Functions of the Shareholders' Meeting
- Review and approve amendments to the bylaws.
- Analyze and approve (or reject) year-end financial statements and reports from administrators.
- Distribute profits in accordance with the bylaws, contracts, and laws.
- Elect individuals for corporate positions.
- Review reports from administrators, legal representatives, or statutory auditors (if applicable).
- Discuss matters of common interest to shareholders.
- Establish contingency reserves.
- Address any other matters specified in the bylaws or laws.
About Shareholders' Meetings
- A meeting is validly constituted at any time and place without prior notice if all shareholders are present or represented.
- Any shareholder may appoint a representative to attend on their behalf, except administrators or employees (unless legal representation applies).

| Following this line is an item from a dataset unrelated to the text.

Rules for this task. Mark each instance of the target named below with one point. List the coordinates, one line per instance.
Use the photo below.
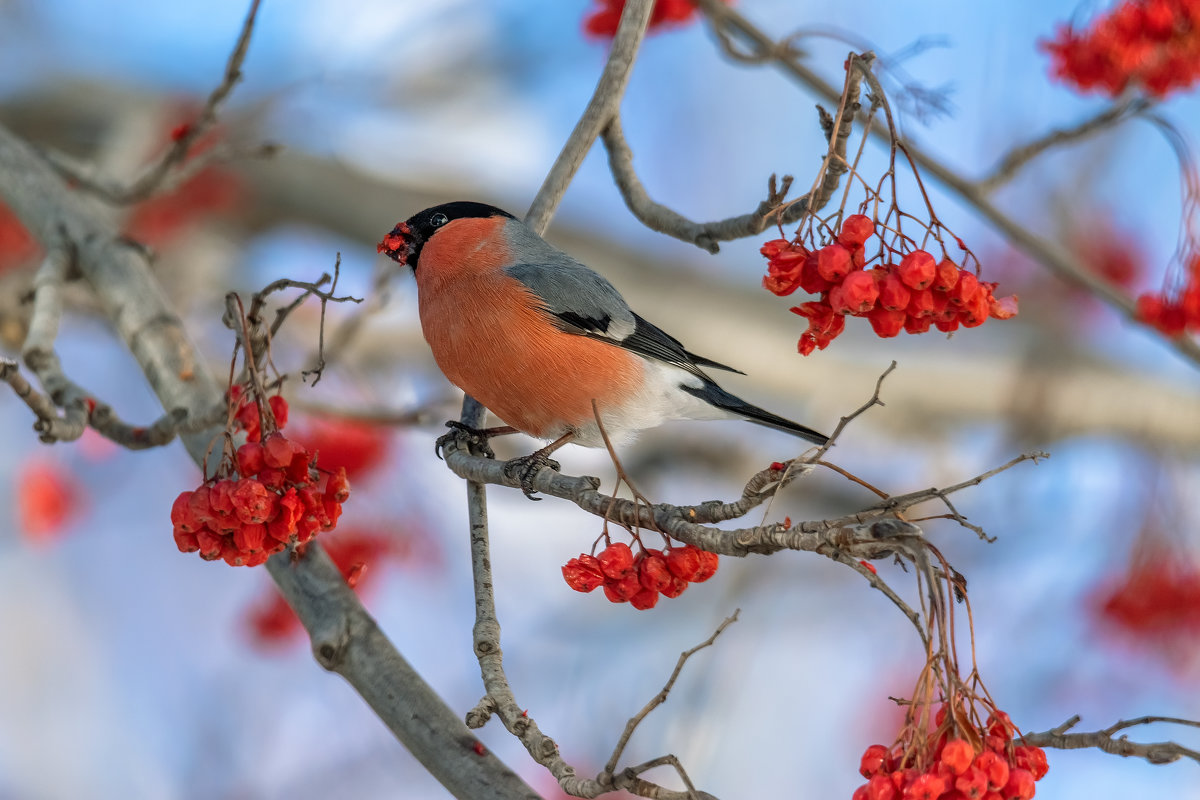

- Companies supervised by the Superintendence of Companies must notify the date, time, and location of meetings for possible delegate appointment.
- Meetings may be suspended by a majority (51% of shares present) but cannot extend beyond three days unless all subscribed shares are present.
Quorum for Shareholders' Meetings
Unless otherwise specified in laws or bylaws:
- Deliberation and decision-making require an absolute majority (more than half of possible votes) represented by multiple shareholders.
- For automatic ordinary or second-call meetings, the quorum is simply a plurality of shareholders (or one, if the company is publicly traded), regardless of share representation.
Abuse of Voting Rights
Per Official Letter 220-076480 (June 21, 2011), the Superintendence of Companies defines abuse of voting rights as:
"Voting exercised with the intent to harm the company or other shareholders or to obtain unjustified benefits for oneself or a third party."
This abuse can occur from majority, minority, or parity positions and may result in:
- Liability for damages caused.
- Absolute nullity of the resolution due to unlawful intent.
The Superintendence will determine abuse through a summary verbal proceeding.
Minutes of the Shareholders' Meeting
All proceedings must be recorded in the minutes book, signed by:
- The meeting president,
- The secretary, or
- The statutory auditor.
The statutory auditor must submit an authorized copy of the minutes to the Superintendence within 15 days of the meeting.